Kenya's proposal to introduce a 20-year moratorium on the ivory trade has been rejected at a meeting in Bangkok.
Africa is currently home to an estimated 400,000 to 660,000 elephants
The idea did not get the votes needed for approval at the biennial summit of the Convention on International Trade in Endangered Species (Cites).
The Thai gathering also turned down a request from Namibia for an annual export quota of two tonnes of ivory.
But delegates did back a continent-wide plan by African nations to crack down on domestic, unregulated ivory markets.
Countries with these home markets will now either strictly control their trade or prevent it completely.
The nations will create and implement legislation to improve law enforcement and border controls. They will also update Cites on their progress early next year.
An international ban on the trade in elephant ivory - used for decorative carvings and jewellery - was agreed in 1989 after years of poaching had seen African populations plummet.
Today, there are estimated to be 400,000 to 660,000 elephants on the continent.
Kenya, which was hit hard by poachers in the 1970s and 80s, shortened the length of its proposed moratorium during the meeting.
As discussions continued throughout Monday, the initial 20-year ban was reduced to six years.
At one stage, the EU recommended the adoption of an unspecified period - but this, too, could not gather the two-thirds majority required to be passed.
DEGREES OF PROTECTION
Appendix I: controls species whose existence is so threatened that trade is banned. Covers some 1,000 plants and animals, eg great apes
Appendix II: Allows controlled trade, under a system of permits. Covers 4,100 animal species and 28,000 plants
Appendix III: Contains 290 species that are protected in at least one country.
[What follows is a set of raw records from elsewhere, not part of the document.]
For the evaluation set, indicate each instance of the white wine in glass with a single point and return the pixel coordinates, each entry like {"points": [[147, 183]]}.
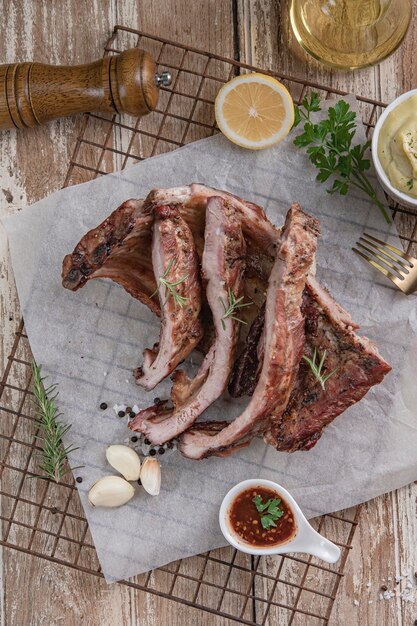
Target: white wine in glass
{"points": [[349, 34]]}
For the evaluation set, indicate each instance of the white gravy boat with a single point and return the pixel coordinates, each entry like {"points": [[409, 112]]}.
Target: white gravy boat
{"points": [[306, 539]]}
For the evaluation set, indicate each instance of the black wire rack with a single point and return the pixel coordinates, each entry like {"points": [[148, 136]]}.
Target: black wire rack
{"points": [[46, 520]]}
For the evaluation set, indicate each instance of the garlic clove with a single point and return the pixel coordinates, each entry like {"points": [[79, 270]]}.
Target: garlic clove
{"points": [[124, 460], [110, 491], [150, 476]]}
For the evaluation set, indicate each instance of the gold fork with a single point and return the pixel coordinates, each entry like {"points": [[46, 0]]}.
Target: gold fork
{"points": [[402, 267]]}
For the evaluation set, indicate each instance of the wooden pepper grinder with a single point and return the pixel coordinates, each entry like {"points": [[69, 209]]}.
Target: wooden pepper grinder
{"points": [[34, 93]]}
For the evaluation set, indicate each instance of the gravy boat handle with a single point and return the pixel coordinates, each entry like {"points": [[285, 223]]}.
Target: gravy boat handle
{"points": [[311, 542]]}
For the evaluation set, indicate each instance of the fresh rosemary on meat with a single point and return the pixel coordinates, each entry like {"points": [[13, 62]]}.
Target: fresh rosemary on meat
{"points": [[269, 511], [233, 305], [316, 367], [330, 150], [52, 462], [170, 286]]}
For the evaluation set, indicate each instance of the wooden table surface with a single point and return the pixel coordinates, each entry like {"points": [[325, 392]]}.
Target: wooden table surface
{"points": [[33, 164]]}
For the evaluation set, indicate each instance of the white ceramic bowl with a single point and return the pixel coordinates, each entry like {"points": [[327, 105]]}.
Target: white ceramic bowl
{"points": [[306, 539], [401, 197]]}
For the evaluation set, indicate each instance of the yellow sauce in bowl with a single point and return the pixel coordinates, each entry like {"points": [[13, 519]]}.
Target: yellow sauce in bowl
{"points": [[397, 146]]}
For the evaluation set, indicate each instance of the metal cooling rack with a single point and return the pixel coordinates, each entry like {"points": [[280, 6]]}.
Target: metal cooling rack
{"points": [[46, 520]]}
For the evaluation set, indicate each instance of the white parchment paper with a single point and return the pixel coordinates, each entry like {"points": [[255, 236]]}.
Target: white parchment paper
{"points": [[90, 341]]}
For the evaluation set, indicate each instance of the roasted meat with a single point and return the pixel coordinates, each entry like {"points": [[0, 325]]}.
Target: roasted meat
{"points": [[222, 268], [176, 270], [119, 248], [356, 364], [282, 338]]}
"Those who voted against this proposal have voted against elephants. In a few years' time, some elephant populations, particularly in central and west Africa may disappear forever," said Peter Pueschel, head of the International Fund for Animal Welfare's Cites delegation.
"The proposal was absolutely vital to give all nations time to be more successful in their efforts to stop poaching and to address other enforcement issues to bring an end to the illegal trade in ivory."
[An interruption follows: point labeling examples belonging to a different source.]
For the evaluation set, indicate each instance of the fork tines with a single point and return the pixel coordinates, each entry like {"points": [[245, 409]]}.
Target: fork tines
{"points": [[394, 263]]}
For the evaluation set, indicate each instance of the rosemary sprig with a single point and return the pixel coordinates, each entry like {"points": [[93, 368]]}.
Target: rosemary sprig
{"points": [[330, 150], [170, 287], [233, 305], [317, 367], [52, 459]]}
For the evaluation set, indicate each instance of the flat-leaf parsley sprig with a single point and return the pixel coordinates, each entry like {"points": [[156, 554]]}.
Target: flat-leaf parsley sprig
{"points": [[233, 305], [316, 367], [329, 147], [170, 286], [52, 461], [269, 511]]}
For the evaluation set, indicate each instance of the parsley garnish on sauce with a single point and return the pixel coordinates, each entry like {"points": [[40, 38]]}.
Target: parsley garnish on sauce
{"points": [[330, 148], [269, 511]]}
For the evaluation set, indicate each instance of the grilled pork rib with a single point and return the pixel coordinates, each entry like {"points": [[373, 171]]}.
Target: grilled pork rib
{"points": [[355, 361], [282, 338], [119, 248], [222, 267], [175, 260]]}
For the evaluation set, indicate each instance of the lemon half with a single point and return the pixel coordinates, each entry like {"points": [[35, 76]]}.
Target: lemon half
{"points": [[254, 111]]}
But the call for an extended moratorium had highlighted the sharp divisions that exist between some nations on the best way to conserve elephants - between those, like Botswana, who believe the animals' value can be used to fund better protection; and those, like Kenya, who feel a freer trade would be exploited by poaching.
Reservations were expressed at the summit about the practicality of such a long ban.
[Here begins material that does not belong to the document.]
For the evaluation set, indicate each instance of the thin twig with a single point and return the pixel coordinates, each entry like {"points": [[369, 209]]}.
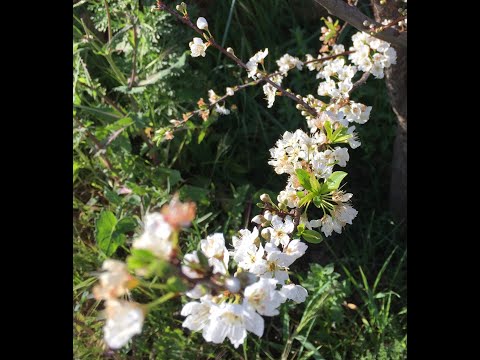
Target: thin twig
{"points": [[109, 25], [98, 146], [356, 18], [390, 24], [329, 57], [186, 20], [105, 98], [134, 59]]}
Namibia had wanted the two-tonne sales to fund its elephant conservation projects.
"Without a way of benefiting from elephants, elephants are regarded as a liability and economic cost to rural communities, who suffer crop losses, other damages and lose human lives to elephants," its proposal had read.
Jaques Berney, executive vice-president of IWMC, a group which campaigns for the sustainable use of wildlife, criticised the decision to deny the Namibian sales: "The case in favour of this trade was clear. It would have aided elephant conservation, helped local communities and complemented existing management programmes.
"Unfortunately, Cites has sent a negative signal to poor rural communities in Namibia, who are now being told that they must wait for the completion of bureaucratic processes outside their control before they can use their limited resources to support their families."
In a separate move, however, Namibia was given permission to trade in elephant leather and hair goods for commercial purposes. A South African proposal to trade in elephant leather commercially was also approved.
The Cites meeting runs until Thursday. It has already agreed to ban sales of the rare Irrawaddy dolphin, whose numbers are thought to be as low as 1,000 in the wild; and has approved trophy exports of a small number of African black rhinos.
On rare plants, it has tightened controls on the trade in ramin wood. The ramin is a large tropical hardwood tree found in the peat swamp forests of Indonesia and Malaysia, which are also home to the world's last remaining orang-utans.
Already listed in Appendix III of the convention, ramin was elevated to Appendix II by delegates.
Monday saw the 10 member countries of the Association of Southeast Asian Nations (Asean) announce a programme to better co-ordinate their efforts to fight illegal wildlife sales.
The region is seen as a major world hub for the multibillion dollar trade because of weak laws and poor enforcement.
Asean states will share intelligence and scientific data on threatened species, among other measures.